Failed to query author: 403


### Get pub data via DOI

Works well. We get citation counts and an abstract. 

**Problem**: For polite API usage we have to wait 1sec between API calls which could result in hunderds of seconds wait time. Also The returned data is quite large but it's least of our issues

In [3]:
# ----------------------------
# 2. Get Publication Data via DOIs
# ----------------------------
def get_work_by_doi(doi: str):
    url = f"{OPENALEX_API_BASE}/works/https://doi.org/{doi}"
    response = requests.get(url, headers=HEADERS)
    if response.status_code == 200:
        return response.json()
    else:
        print(f"Failed to fetch data for DOI {doi}: {response.status_code}")
    return None


def fetch_bulk_paper_data(dois: list):
    papers_data = []
    for doi in dois:
        paper = get_work_by_doi(doi)
        if paper:
            papers_data.append(paper)
        time.sleep(RATE_LIMIT_DELAY)  # Respect polite API usage
    return papers_data


# Example 2: Bulk paper data via DOIs
dois = [
    "10.1145/3366423.3380250",
    "10.1038/s41586-020-2649-2"
    # Add more DOIs as needed
]
papers_data = fetch_bulk_paper_data(dois)
with open("papers_metadata.json", "w", encoding="utf-8") as f:
    json.dump(papers_data, f, indent=4)
print(f"Saved metadata for {len(papers_data)} papers to 'papers_metadata.json'.")

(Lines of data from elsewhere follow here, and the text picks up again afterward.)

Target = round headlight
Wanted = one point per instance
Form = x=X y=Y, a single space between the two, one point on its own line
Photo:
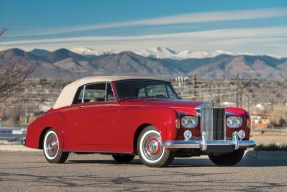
x=187 y=134
x=234 y=121
x=241 y=134
x=189 y=121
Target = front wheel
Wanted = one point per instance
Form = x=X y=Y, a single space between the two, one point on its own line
x=151 y=150
x=227 y=159
x=52 y=150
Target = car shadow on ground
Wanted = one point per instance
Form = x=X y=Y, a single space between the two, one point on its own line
x=190 y=162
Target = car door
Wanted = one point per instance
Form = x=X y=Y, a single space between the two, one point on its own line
x=96 y=116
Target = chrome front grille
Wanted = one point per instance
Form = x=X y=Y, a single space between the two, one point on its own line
x=212 y=121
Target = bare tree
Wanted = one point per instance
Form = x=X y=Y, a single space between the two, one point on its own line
x=12 y=75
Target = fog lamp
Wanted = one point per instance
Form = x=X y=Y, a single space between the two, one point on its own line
x=241 y=134
x=187 y=135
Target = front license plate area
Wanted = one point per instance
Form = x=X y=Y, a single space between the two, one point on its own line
x=220 y=149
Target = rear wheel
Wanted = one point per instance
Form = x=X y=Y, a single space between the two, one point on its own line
x=123 y=158
x=227 y=159
x=151 y=150
x=52 y=150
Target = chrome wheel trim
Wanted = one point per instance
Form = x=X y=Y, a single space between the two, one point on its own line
x=151 y=147
x=51 y=145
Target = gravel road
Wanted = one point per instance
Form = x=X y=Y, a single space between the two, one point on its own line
x=29 y=171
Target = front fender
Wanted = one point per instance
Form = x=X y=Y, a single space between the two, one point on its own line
x=37 y=128
x=133 y=118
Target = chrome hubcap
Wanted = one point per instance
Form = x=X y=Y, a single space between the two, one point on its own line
x=52 y=145
x=152 y=147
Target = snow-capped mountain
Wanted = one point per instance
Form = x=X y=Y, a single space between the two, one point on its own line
x=89 y=51
x=85 y=51
x=160 y=53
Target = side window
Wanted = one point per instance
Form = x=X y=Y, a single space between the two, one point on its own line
x=98 y=92
x=110 y=94
x=95 y=92
x=79 y=95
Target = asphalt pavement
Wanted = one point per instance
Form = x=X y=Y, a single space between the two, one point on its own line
x=29 y=171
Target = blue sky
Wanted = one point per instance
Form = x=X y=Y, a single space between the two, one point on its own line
x=246 y=26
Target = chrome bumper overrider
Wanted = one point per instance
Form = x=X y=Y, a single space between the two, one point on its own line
x=203 y=143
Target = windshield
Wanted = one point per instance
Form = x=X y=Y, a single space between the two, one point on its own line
x=145 y=89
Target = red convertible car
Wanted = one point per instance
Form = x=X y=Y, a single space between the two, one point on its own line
x=128 y=116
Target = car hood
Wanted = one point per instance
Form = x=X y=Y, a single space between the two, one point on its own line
x=184 y=106
x=179 y=105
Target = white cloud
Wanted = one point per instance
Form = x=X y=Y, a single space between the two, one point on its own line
x=223 y=34
x=199 y=17
x=267 y=40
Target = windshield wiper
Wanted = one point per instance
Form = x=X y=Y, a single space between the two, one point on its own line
x=134 y=97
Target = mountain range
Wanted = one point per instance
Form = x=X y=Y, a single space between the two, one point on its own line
x=66 y=64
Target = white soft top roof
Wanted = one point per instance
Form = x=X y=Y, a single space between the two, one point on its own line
x=67 y=95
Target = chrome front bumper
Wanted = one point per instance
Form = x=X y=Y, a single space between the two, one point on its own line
x=203 y=143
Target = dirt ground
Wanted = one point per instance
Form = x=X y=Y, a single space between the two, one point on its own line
x=267 y=137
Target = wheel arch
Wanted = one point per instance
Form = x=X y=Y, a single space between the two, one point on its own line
x=137 y=134
x=41 y=138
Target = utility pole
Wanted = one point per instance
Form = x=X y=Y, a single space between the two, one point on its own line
x=237 y=94
x=218 y=98
x=194 y=86
x=241 y=93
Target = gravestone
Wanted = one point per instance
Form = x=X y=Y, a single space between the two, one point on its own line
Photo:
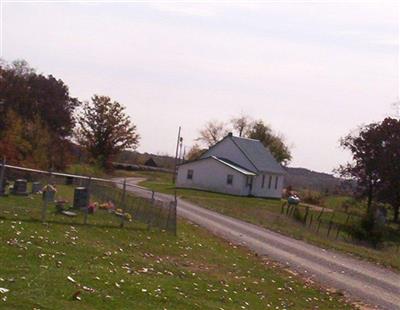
x=81 y=198
x=49 y=193
x=20 y=187
x=36 y=187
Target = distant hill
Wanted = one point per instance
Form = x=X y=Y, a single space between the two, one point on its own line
x=302 y=178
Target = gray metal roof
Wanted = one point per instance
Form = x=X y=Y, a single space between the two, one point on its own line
x=258 y=155
x=233 y=165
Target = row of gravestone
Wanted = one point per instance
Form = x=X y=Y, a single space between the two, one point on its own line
x=20 y=188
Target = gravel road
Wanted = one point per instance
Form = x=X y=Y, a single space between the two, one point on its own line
x=358 y=279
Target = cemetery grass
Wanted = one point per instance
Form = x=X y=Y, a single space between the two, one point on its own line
x=44 y=265
x=267 y=213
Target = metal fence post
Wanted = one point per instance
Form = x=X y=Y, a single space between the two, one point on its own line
x=175 y=216
x=2 y=173
x=88 y=202
x=123 y=203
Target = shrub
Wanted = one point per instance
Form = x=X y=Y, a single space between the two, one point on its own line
x=311 y=197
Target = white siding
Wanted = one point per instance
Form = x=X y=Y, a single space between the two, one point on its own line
x=265 y=191
x=209 y=174
x=227 y=149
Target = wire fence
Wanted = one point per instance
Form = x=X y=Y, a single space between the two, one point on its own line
x=331 y=223
x=73 y=199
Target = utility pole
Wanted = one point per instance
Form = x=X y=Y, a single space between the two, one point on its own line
x=176 y=154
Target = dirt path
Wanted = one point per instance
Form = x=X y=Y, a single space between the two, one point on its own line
x=358 y=279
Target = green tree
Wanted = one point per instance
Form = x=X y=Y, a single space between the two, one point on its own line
x=46 y=111
x=242 y=124
x=105 y=129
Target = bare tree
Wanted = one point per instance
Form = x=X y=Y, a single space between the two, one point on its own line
x=212 y=132
x=242 y=124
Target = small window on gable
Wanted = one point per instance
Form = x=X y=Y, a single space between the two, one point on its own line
x=190 y=174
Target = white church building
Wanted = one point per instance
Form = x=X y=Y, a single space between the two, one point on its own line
x=234 y=165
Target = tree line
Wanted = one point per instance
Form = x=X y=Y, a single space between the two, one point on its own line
x=43 y=126
x=375 y=164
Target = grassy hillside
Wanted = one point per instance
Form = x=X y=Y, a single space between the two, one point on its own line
x=267 y=213
x=105 y=267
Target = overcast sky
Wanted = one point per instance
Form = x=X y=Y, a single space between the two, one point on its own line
x=313 y=71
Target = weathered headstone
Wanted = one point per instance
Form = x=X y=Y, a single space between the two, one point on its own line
x=20 y=187
x=81 y=198
x=49 y=193
x=36 y=187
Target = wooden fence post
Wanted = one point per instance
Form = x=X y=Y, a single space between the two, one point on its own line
x=311 y=219
x=330 y=223
x=283 y=208
x=46 y=196
x=2 y=173
x=123 y=204
x=88 y=202
x=305 y=216
x=150 y=218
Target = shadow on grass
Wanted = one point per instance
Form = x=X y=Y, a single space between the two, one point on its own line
x=57 y=222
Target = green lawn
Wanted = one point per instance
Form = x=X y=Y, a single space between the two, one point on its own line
x=267 y=213
x=44 y=265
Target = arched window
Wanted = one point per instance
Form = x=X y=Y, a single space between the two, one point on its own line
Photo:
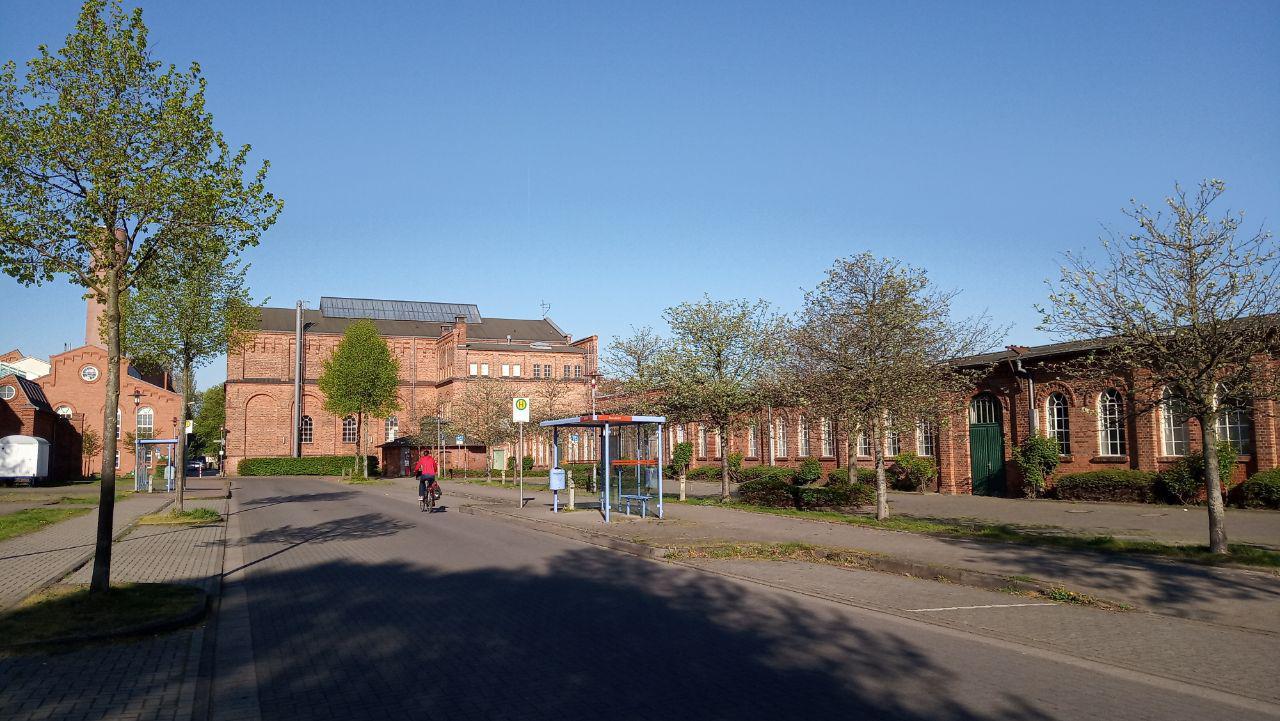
x=1234 y=424
x=1059 y=423
x=1111 y=423
x=146 y=424
x=1173 y=424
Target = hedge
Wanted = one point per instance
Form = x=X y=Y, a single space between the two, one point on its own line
x=1119 y=486
x=1261 y=491
x=306 y=465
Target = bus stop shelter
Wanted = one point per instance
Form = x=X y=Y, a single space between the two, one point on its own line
x=630 y=457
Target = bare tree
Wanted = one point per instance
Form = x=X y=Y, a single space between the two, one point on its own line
x=1185 y=305
x=873 y=347
x=483 y=411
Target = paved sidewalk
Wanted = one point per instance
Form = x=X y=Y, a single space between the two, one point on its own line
x=35 y=560
x=1142 y=521
x=141 y=680
x=1234 y=597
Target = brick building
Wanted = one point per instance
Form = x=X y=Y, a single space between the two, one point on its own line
x=26 y=411
x=1097 y=424
x=440 y=348
x=74 y=388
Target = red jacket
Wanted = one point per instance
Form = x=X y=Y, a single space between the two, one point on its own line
x=425 y=465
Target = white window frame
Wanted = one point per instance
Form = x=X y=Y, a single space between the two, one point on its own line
x=1059 y=427
x=1174 y=437
x=1111 y=432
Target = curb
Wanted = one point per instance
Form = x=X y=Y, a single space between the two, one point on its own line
x=191 y=615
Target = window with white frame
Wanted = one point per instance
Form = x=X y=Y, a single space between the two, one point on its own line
x=1057 y=421
x=1111 y=441
x=146 y=423
x=1234 y=423
x=1175 y=441
x=926 y=439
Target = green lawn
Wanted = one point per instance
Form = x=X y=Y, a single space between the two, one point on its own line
x=1054 y=537
x=33 y=519
x=71 y=610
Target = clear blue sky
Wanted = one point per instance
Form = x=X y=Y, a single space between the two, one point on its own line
x=615 y=159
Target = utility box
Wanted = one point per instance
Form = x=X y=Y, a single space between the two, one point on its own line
x=556 y=479
x=23 y=457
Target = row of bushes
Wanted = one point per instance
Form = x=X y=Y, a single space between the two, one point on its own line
x=777 y=493
x=1261 y=491
x=306 y=465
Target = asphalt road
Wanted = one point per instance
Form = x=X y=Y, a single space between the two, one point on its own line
x=362 y=607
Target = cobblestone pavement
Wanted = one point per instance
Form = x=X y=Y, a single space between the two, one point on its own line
x=151 y=679
x=362 y=607
x=1146 y=521
x=33 y=560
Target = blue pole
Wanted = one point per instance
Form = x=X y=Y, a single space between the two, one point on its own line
x=659 y=469
x=608 y=469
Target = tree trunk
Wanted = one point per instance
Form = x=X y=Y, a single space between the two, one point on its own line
x=1214 y=488
x=723 y=450
x=179 y=473
x=101 y=578
x=881 y=486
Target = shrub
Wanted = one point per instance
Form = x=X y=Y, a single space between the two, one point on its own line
x=768 y=492
x=1121 y=486
x=810 y=471
x=1037 y=459
x=1184 y=482
x=912 y=471
x=306 y=465
x=1262 y=491
x=836 y=496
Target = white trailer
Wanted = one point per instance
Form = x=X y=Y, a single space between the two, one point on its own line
x=23 y=457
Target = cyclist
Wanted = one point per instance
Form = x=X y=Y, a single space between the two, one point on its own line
x=426 y=469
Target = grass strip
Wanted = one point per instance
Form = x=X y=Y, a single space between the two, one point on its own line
x=1008 y=533
x=72 y=610
x=192 y=516
x=30 y=520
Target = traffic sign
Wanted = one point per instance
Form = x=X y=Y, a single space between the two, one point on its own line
x=520 y=410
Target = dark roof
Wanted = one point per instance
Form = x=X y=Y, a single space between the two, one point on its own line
x=1036 y=351
x=33 y=392
x=282 y=319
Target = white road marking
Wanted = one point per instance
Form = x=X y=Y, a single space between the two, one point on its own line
x=967 y=607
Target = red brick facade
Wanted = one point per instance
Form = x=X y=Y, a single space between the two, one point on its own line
x=435 y=365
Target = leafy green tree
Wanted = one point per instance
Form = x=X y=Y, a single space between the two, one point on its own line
x=108 y=162
x=873 y=346
x=361 y=378
x=718 y=357
x=193 y=307
x=1187 y=305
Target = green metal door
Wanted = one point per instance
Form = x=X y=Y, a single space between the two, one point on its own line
x=986 y=447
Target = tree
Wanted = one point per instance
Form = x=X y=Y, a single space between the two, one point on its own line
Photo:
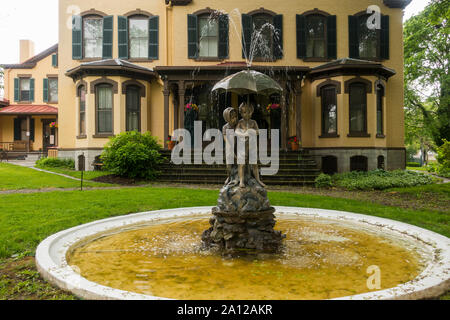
x=427 y=78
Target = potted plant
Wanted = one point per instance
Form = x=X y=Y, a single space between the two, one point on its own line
x=170 y=143
x=293 y=141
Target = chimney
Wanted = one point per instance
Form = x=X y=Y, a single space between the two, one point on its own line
x=26 y=50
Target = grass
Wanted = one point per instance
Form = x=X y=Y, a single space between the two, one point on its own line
x=14 y=177
x=87 y=175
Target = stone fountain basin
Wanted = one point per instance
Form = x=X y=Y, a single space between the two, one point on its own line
x=433 y=281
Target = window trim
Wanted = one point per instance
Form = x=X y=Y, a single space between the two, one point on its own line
x=326 y=86
x=91 y=14
x=96 y=86
x=139 y=91
x=348 y=84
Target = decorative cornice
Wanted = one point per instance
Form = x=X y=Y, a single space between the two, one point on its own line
x=397 y=3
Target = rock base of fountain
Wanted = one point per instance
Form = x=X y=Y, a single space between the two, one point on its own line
x=243 y=220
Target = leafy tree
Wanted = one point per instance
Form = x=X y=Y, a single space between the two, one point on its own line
x=427 y=78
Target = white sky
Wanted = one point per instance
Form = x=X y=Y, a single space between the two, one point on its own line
x=38 y=21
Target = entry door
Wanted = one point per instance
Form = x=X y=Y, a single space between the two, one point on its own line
x=48 y=135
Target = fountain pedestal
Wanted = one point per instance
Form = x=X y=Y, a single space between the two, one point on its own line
x=243 y=220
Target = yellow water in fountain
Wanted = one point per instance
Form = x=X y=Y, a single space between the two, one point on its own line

Saved metadata for 2 papers to 'papers_metadata.json'.


### Retrieving data in chunks
Check asyn_fetch.py

## Downloading OpenAlex dataset



Reference here: https://registry.opendata.aws/openalex/

https://docs.openalex.org/download-all-data/openalex-snapshot

Schema: https://github.com/ourresearch/openalex-documentation-scripts/blob/main/openalex-pg-schema.sql

Abstracts data takes 412 GB of space, which is BANANAS and it's compressed. So uncompressed would be more than a 1 TB.  So let's stick to querying data

https://openalex.s3.amazonaws.com/browse.html#data/works/updated_date=2024-10-02/